If you are on or planning to follow a ketogenic diet, then something you should know is that you must drastically reduce your consumption of carbohydrates and replace them with a different source of energy: fats.
This means that you will remove grain products from your diet – things like bread, pasta, cereals, starchy foods, legumes, products that contain added sugar, as well as many fruits and vegetables that contain a large quantity of carbs.
Therefore, it will be necessary (and really helpful to you!) to do a good cleaning of your pantry and fridge, so you can simplify meal planning and preparation.
It sounds simple, but it’s worth saying: when you have bad food in the house, you’ll eat it.
How to start ⁉️
All you need to do is set aside 30 minutes to go through your kitchen and toss or donate what you no longer need.
For some people, cleaning can be very liberating and motivating. If you are one of those people, this will be an easy task. Others find cleaning out the pantry to be extremely hard, because they think that they are throwing away money and have doubts about what they are actually going to eat. Be strong and push through these emotions. You can do it! Think of this step as setting yourself up for success.
What to toss 🗑️
- Most condiments that are more than six months old , especially if they have lost their color or smell (whole spices like cinnamon sticks and cumin seeds are ok).
- Anything moldy or funky
- Anything you’re never going to eat (if it's still in good condition, you can donate / gift it)
- Anything with even a hint of freezer burn on it
- Homemade prepared food older than six weeks
- Raw meat and fish older than two months
- Anything you can’t identify and anything you don’t remember putting in there!
- Sniff whole-grain flours (like whole-wheat or brown rice flour); if they smell at all off, toss them (they can go rancid quickly). If they are still in good condition you can donate them.
- Taste baking powder by mixing a little water in a teaspoon of the powder. If it bubbles, it is still active. Do the same with the baking soda, using vinegar instead of water.
What to donate / gift or simply hide ♻️
- Canned soups (most are high carb)
- Canned fruits
- Packaged crackers, cookies, cereals, or snacks
- Anything with added sugars — Look for terms such as brown syrup, evaporated cane juice, glucose, dextrose, honey, and corn syrup
- Regular ketchup with added sugar
- Tomato-based chili sauce and cocktail sauce (unless no-added sugars)
- Salad dressings with sugar added
- Tartar sauce
- Plum, sweet and sour sauce, oyster sauce
- Teriyaki sauce
- Honey mustard
- Steak sauce and barbecue sauce
- Jams, jellies, preserves (unless low-carb and no added sugar)
- Fruits and juices
- High-carb frozen foods such as pizza, pasta, dessert, and waffles
- Any other high-carb dairy products such as ice cream
If someone you live with can use the high-carb food you’re removing from your life, try making separate shelves in the pantry and fridge for them.

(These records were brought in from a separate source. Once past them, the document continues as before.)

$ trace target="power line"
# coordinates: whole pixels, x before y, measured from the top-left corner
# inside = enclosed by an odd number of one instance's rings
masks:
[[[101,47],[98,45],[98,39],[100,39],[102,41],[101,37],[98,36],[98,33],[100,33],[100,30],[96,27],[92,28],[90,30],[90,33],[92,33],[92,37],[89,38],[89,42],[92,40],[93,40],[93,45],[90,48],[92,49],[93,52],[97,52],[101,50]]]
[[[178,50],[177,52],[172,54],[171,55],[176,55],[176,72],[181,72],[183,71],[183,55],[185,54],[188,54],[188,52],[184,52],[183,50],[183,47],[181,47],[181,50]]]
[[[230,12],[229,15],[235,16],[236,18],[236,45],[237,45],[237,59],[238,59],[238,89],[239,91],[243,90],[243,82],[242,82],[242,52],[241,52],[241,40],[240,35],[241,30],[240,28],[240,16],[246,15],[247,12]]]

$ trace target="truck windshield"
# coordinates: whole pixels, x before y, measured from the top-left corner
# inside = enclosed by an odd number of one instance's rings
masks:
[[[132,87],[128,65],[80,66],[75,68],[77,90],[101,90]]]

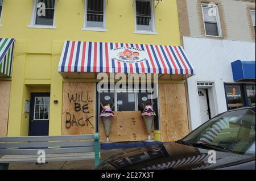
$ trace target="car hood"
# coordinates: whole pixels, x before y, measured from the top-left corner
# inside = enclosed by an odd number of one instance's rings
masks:
[[[102,162],[95,169],[216,169],[253,161],[255,155],[167,142],[115,155]]]

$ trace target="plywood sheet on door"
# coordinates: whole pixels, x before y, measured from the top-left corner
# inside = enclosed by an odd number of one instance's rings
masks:
[[[7,136],[11,81],[0,81],[0,137]]]
[[[159,84],[162,141],[179,140],[189,133],[184,83]]]
[[[115,112],[110,128],[109,139],[113,142],[142,141],[147,138],[146,125],[141,111]],[[106,140],[104,126],[100,119],[101,141]],[[151,136],[154,138],[154,124]]]
[[[63,83],[61,134],[93,134],[95,83]]]

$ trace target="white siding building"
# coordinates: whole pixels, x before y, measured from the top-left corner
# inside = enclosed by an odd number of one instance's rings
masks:
[[[196,71],[188,79],[191,127],[195,129],[209,119],[208,114],[213,117],[227,111],[225,84],[236,83],[231,62],[255,61],[255,43],[228,40],[184,37],[183,40]],[[255,85],[255,82],[239,83]]]

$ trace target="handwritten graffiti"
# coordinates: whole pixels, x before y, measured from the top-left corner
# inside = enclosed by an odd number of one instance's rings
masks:
[[[75,115],[73,115],[73,116],[71,116],[71,114],[69,112],[66,113],[66,128],[69,129],[72,127],[88,127],[90,124],[92,127],[93,128],[93,125],[90,121],[90,119],[93,117],[93,116],[88,117],[88,115],[86,115],[86,118],[80,118],[77,119]]]
[[[84,92],[68,93],[68,98],[71,106],[70,108],[72,110],[66,112],[66,128],[89,126],[94,128],[93,124],[90,120],[93,117],[93,116],[89,115],[90,107],[93,105],[93,100],[89,97],[89,91],[86,94]]]

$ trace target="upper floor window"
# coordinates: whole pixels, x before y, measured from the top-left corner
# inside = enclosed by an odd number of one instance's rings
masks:
[[[152,5],[151,0],[136,1],[136,31],[155,31]]]
[[[0,20],[2,17],[2,10],[3,9],[3,0],[0,0]]]
[[[55,3],[55,0],[35,0],[31,26],[53,26]]]
[[[222,36],[218,6],[202,4],[203,15],[207,36]]]
[[[254,32],[255,32],[255,10],[251,10],[251,20],[253,21],[253,26],[254,28]]]
[[[105,28],[105,0],[87,0],[85,28]]]

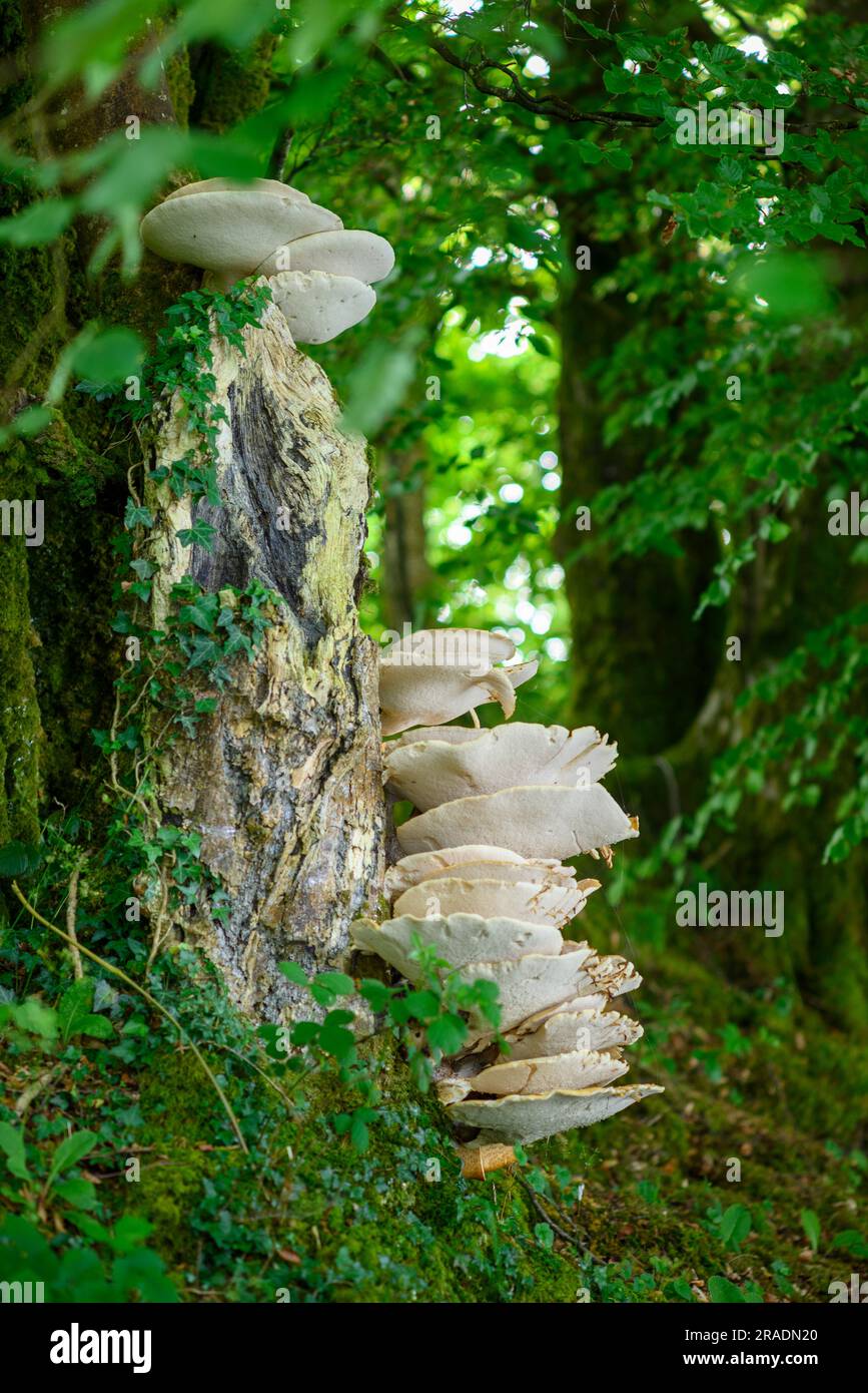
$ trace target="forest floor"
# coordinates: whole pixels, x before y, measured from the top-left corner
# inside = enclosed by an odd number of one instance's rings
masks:
[[[696,958],[643,949],[629,1078],[666,1092],[469,1181],[389,1036],[366,1048],[383,1098],[360,1152],[339,1073],[291,1088],[246,1061],[252,1028],[179,961],[164,992],[245,1155],[156,1015],[103,983],[111,1029],[89,1036],[47,985],[51,946],[25,961],[13,937],[4,967],[36,1004],[0,1006],[0,1277],[46,1280],[49,1300],[825,1302],[868,1259],[867,1052],[790,983],[722,990]],[[77,1156],[64,1138],[82,1133]]]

Don’t want anything risky in the kitchen?
Give away or donate your old favorites. A local food bank or charity that takes food donations is a possibility, especially for packaged and canned foods.
Doing a kind deed is a great way to launch a “healthier, better you” plan.
What to keep ✅
- Canned seafood (tuna, salmon, crab)
- Canned tomatoes
- Sauces (make sure they have no added sugar)
- Pasta sauce or tomato sauce with no added sugars
- Canned green chilies
- Tomato paste
- Roasted red peppers (make sure they have no added sugars)
- Chicken / beef / vegetable stock
- Dill pickles
- Nut butters
- Coconut/almond milk (unsweetened)
- Herb tea (without barley or fruit sugars)
- Mustard (yellow and Dijon)
- Mayo (full-fat, no added sugars)
- Cider and wine vinegar
- Tamari soy sauce
- No added sugar salad dressings (or you can make your own)
- Horseradish sauce
- Herbs and spices (only if they are in good conditions)
- Extracts (vanilla,almond)
- Broth or bouillon
- Low-carb ketchup
- Balsamic vinegar (check label for sugar content)
- Rice wine vinegar (check label for sugar content)
- Worcestershire sauce (check label for sugar content)
- Low-carb vegetables
- Meats (frozen and fresh)
- Dairy — hard cheeses, cream, sour cream, butter
- Nuts (almonds, hazelnuts, pecans, walnuts, peanuts — you can keep them in the freezer)
- Seeds (sunflower and pumpkin — you can keep them in the freezer)
- Lemon or lime juice
- Bags of greens for quick and easy salads
- Lettuce for wraps and roll-ups
- Shirataki noodles
Once you are done, clean the shelves in the refrigerator and pantry. Order your products based on how often you use them (this way it will be easier to find them).
When starting a healthy eating plan, it's also a good idea to create a better, healthier kitchen. Cleaning your kitchen to remove any foods that no longer serve you (and may tempt you), while adding new items that better support, can help you move closer to your health goals.